CAST Two

3 Ways Technology Can Improve Workforce Productivity in Assisted Living

by Published On: Mar 15, 2012
Andrew Carle
Andrew Carle

As the aging population grows over the coming decades, the need for frontline workers in assisted living will explode, according to Andrew Carle, founder of George Mason University’s senior housing administration program, a CAST university member.

Carle suggests that technology will play an increasingly pivotal role in helping assisted living communities address these workforce challenges.

“We need technology that will make one nurse’s aide, in the future, as productive as 3, today,” Carle told Senior Housing News. He predicts that innovation in 3 areas could more than double the productivity of the long-term care workforce:

  1. Workforce Injury: Back injuries are the leading cause of workers’ compensation claims among the health care workforce, according to Carle. So why not use technology to do the heavy lifting that puts the workforce in danger of injury? “Japan has already been developing robots that do lifting,” he says. “If you could eliminate back injuries, how big a difference will that make?

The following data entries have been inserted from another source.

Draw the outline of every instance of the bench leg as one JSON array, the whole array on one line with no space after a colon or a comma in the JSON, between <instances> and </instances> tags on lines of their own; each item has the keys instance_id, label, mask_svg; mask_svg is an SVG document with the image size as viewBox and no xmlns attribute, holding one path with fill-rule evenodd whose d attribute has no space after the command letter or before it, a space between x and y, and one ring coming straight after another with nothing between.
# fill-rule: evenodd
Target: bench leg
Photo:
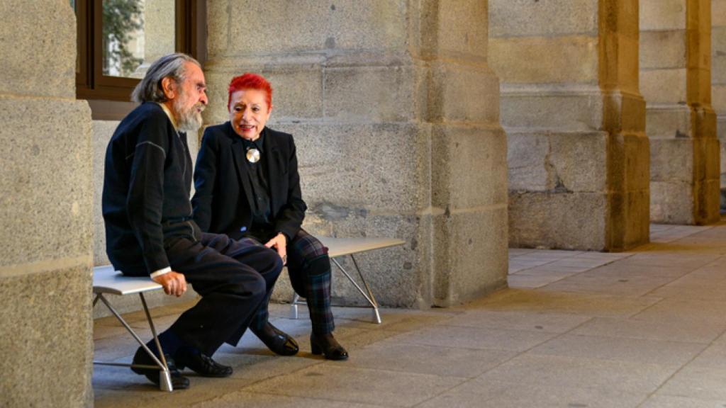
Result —
<instances>
[{"instance_id":1,"label":"bench leg","mask_svg":"<svg viewBox=\"0 0 726 408\"><path fill-rule=\"evenodd\" d=\"M290 319L298 319L298 303L300 302L300 295L296 292L293 293L293 301L290 303Z\"/></svg>"},{"instance_id":2,"label":"bench leg","mask_svg":"<svg viewBox=\"0 0 726 408\"><path fill-rule=\"evenodd\" d=\"M363 282L364 286L365 286L366 290L364 291L356 282L356 281L354 280L353 277L351 277L350 274L348 274L348 272L346 271L346 269L340 265L340 263L338 263L338 261L336 261L335 258L331 258L330 261L333 261L333 262L335 264L335 266L338 266L338 269L340 269L340 272L343 272L343 274L346 275L346 277L348 278L348 280L351 281L351 283L352 283L353 285L356 287L356 289L357 289L358 291L360 292L361 295L363 295L363 297L365 298L365 300L368 301L368 303L370 304L371 307L373 308L373 314L375 318L375 322L380 325L381 323L381 320L380 320L380 314L378 311L378 303L375 301L375 298L373 297L373 293L371 292L370 287L368 286L368 282L367 282L365 281L365 278L363 277L363 274L361 273L361 270L358 267L358 263L356 261L356 258L353 256L353 254L351 254L351 258L353 259L353 264L355 266L356 269L357 269L358 275L361 277L361 280Z\"/></svg>"},{"instance_id":3,"label":"bench leg","mask_svg":"<svg viewBox=\"0 0 726 408\"><path fill-rule=\"evenodd\" d=\"M144 348L144 350L147 352L147 354L149 354L149 356L154 360L154 362L156 363L157 365L152 366L152 365L142 365L142 364L129 364L123 363L110 363L110 362L97 362L97 361L94 361L93 364L97 365L134 367L139 368L159 370L161 372L160 373L160 380L159 381L159 389L165 391L171 391L174 390L174 388L171 385L171 377L169 374L169 369L166 365L166 359L164 358L164 353L161 349L161 345L159 343L159 339L156 335L156 330L154 327L154 324L152 322L151 315L149 314L149 309L146 305L146 299L144 298L143 293L139 293L139 296L141 296L142 303L144 305L144 311L146 313L147 319L149 321L149 325L151 327L151 331L154 334L154 340L156 342L156 346L159 349L159 354L161 356L161 359L163 362L163 363L162 363L161 361L159 361L159 359L156 357L154 353L152 353L151 350L150 350L149 348L147 347L146 344L142 340L141 338L139 337L139 335L137 335L136 332L134 331L134 329L132 329L131 327L129 325L129 323L126 323L126 321L124 320L123 317L121 317L121 315L119 314L118 311L116 311L116 309L113 309L113 306L112 306L111 303L110 303L108 301L106 300L106 298L103 296L103 294L99 293L98 295L96 295L96 298L94 300L93 304L95 305L96 303L100 299L101 301L103 302L105 305L106 305L106 307L108 308L108 310L111 311L111 313L113 313L113 315L116 317L116 319L121 323L121 325L123 325L123 327L126 327L126 331L131 333L131 336L134 337L134 339L136 340L136 342L141 345L141 346Z\"/></svg>"}]
</instances>

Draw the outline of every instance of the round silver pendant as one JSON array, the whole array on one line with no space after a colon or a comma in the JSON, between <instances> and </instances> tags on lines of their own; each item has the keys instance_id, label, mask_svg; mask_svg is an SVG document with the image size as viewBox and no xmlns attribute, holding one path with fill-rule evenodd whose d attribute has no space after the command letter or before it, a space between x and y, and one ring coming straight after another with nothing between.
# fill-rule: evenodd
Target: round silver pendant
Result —
<instances>
[{"instance_id":1,"label":"round silver pendant","mask_svg":"<svg viewBox=\"0 0 726 408\"><path fill-rule=\"evenodd\" d=\"M248 149L247 150L247 161L250 163L260 161L260 151L257 149Z\"/></svg>"}]
</instances>

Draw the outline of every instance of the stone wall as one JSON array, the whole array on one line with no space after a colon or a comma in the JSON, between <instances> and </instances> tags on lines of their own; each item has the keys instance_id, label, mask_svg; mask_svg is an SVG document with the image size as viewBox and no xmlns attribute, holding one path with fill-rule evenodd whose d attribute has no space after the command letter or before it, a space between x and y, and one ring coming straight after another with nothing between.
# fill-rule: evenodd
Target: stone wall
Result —
<instances>
[{"instance_id":1,"label":"stone wall","mask_svg":"<svg viewBox=\"0 0 726 408\"><path fill-rule=\"evenodd\" d=\"M505 285L506 140L486 65L486 1L208 9L207 121L227 120L233 76L271 81L270 127L298 147L304 227L407 242L360 256L381 303L447 306ZM234 17L241 15L264 18ZM358 302L335 276L334 296ZM281 285L276 297L289 296Z\"/></svg>"},{"instance_id":2,"label":"stone wall","mask_svg":"<svg viewBox=\"0 0 726 408\"><path fill-rule=\"evenodd\" d=\"M621 250L648 239L634 0L490 0L510 245Z\"/></svg>"},{"instance_id":3,"label":"stone wall","mask_svg":"<svg viewBox=\"0 0 726 408\"><path fill-rule=\"evenodd\" d=\"M90 407L91 112L76 99L76 18L68 0L6 0L0 16L0 406Z\"/></svg>"},{"instance_id":4,"label":"stone wall","mask_svg":"<svg viewBox=\"0 0 726 408\"><path fill-rule=\"evenodd\" d=\"M640 0L640 83L648 101L650 219L719 219L719 147L711 106L709 0ZM664 84L667 83L667 86Z\"/></svg>"},{"instance_id":5,"label":"stone wall","mask_svg":"<svg viewBox=\"0 0 726 408\"><path fill-rule=\"evenodd\" d=\"M721 163L726 163L726 0L711 0L711 101L717 115ZM726 166L721 166L721 208L726 210Z\"/></svg>"}]
</instances>

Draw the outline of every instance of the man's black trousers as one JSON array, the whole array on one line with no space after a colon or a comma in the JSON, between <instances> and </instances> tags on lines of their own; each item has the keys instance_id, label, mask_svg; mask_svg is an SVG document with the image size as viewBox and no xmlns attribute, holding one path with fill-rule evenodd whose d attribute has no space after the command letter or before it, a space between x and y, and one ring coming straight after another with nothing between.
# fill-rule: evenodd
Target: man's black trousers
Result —
<instances>
[{"instance_id":1,"label":"man's black trousers","mask_svg":"<svg viewBox=\"0 0 726 408\"><path fill-rule=\"evenodd\" d=\"M183 274L202 296L169 330L208 356L224 342L237 343L282 269L275 251L224 234L203 234L197 242L178 240L166 255L171 270Z\"/></svg>"}]
</instances>

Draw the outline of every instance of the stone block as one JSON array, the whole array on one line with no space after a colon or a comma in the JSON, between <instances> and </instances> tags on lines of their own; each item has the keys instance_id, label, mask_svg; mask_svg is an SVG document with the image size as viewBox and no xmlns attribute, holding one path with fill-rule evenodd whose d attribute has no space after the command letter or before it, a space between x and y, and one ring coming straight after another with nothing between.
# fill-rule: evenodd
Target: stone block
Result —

  2. Medication administration: Carle maintains that many assisted living residents don’t need help taking their medicine. All they really need is a robotic medication dispenser to ensure that they receive both the right medications and timely reminders about when to take those medications. “Facilities right now make money charging for that medication administration,” Carle says. “They don’t want to give up those revenues, since most of their profit margin is in ancillary revenues. But the reality is, people will pay for that until there’s a better option; if people can get this machine at home, they’re going to do that.”

  3. Documentation: Many senior living employees spend a considerable amount of time on documentation. Recent innovations, like personal digital assistants and tablets, like Apple’s iPad, have helped make that documentation process more efficient, says Carle. But he suggests that more could be done in this regard. For example, Carle envisions a system that allows nurses to speak into hand-held documentation devices instead of entering information manually.